L’opinion que le changement de lieu est favorable aux plantes, fondée ou non, a été soutenue depuis Columelle, qui écrivait peu après l’ère chrétienne, jusqu’à nos jours[1]. Bradley, observateur sagace, écrivait, en 1724[2] : « Lorsque nous possédons une fois une bonne sorte de graines, nous devrions la remettre entre deux ou trois mains, où les situations et les sols soient aussi différents que possible ; et chaque année les échanger de nouveau ; de cette manière la qualité de la graine pourra se maintenir plusieurs années. Bien des fermiers ont, faute de ce soin, manqué leurs récoltes et fait de grandes pertes. » Un auteur moderne[3] dit que rien n’est mieux constaté en agriculture que le fait que la croissance continue d’une variété dans le même district la rend susceptible de détérioration, en qualité comme en quantité ! Un autre rapporte qu’ayant semé ensemble, et dans le même champ, deux sortes de froment, dont les graines étaient le produit d’une même souche primitive, mais dont l’une avait été recueillie dans le même pays, l’autre dans une localité éloignée, il y eut, en faveur de la récolte provenant de cette dernière graine, une différence considérable. Une personne de Surrey qui a longtemps produit du froment pour graine, et a toujours obtenu sur les marchés des prix plus élevés que d’autres, m’a assuré qu’il avait reconnu la nécessité de changer continuellement ses graines, et que, dans ce but, il avait dû établir deux fermes très-différentes par la situation et la nature de leur sol.

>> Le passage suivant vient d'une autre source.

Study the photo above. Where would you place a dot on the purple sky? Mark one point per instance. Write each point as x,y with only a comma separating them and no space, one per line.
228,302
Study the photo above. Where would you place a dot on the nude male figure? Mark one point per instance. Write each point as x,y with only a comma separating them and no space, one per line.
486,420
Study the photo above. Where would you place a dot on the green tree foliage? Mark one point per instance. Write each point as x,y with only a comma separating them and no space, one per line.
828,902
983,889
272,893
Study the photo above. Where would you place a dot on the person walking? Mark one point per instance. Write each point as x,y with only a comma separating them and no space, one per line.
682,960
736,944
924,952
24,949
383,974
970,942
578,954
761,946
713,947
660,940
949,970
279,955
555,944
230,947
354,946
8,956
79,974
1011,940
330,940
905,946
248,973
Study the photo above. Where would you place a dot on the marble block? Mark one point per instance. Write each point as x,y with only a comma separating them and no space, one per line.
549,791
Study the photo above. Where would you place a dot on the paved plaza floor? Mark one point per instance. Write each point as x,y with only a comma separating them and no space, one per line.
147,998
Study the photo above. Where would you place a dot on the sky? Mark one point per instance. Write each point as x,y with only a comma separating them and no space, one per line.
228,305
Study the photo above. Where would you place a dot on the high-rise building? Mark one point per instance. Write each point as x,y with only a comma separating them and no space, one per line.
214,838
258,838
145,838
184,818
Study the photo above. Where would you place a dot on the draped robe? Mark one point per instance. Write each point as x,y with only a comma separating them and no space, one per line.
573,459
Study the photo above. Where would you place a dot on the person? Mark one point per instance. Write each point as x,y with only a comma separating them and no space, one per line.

Partout l’usage d’échanger les tubercules de pommes de terre est répandu. Les grands cultivateurs de cette plante dans le Lancashire, se procuraient autrefois des tubercules en Écosse, mais ils ont reconnu depuis que l’échange avec les pays tourbeux et vice versa suffisait généralement. En France, la récolte de pommes de terre des Vosges s’était, dans l’espace d’une soixantaine d’années, réduite dans le rapport de 120–150 boisseaux à 30–40 ; et le fameux Oberlin attribue les bons résultats qu’il avait obtenus, en grande partie au fait qu’il avait changé les plantes[4].

Un agriculteur pratique[5], M. Robson, assure positivement avoir été témoin des avantages incontestables qu’il y a à faire venir des bulbes d’oignons, des pommes de terre, et diverses graines de la même variété,

  1. Pour l’Allemagne, Metzger, Getreidearten, 1843, p. 63. — Pour la France, Loiseleur Deslongchamps, Consid. sur les Céréales, 1843, p. 200, donne de nombreuses références sur ce point. — Pour le midi de la France, Godron, Florula Juvenalis, 1854, p. 28.
  2. General Treatise of Husbandry, vol. III. p. 58.
  3. Gardener’s Chronicle et Agricult. Gazette, 1858, p. 247, et 1850, p. 702. — Rev. D. Walker, Prize Essay of Highland Agric. Soc., vol. II, p. 200. — Marshall, Minutes of Agriculture, Nov. 1775.
  4. Oberlin’s Memoirs (trad. angl.), p. 73. — Marshall, Review of Reports, 1808. p. 295.
  5. Cottage Gardener, 1856, p. 186. — Journal of Horticulture, Fév. 18, 1866, p. 21. — Pour les remarques sur les greffes de M. Abbey, voir id., Juillet 18, 1865, p. 44.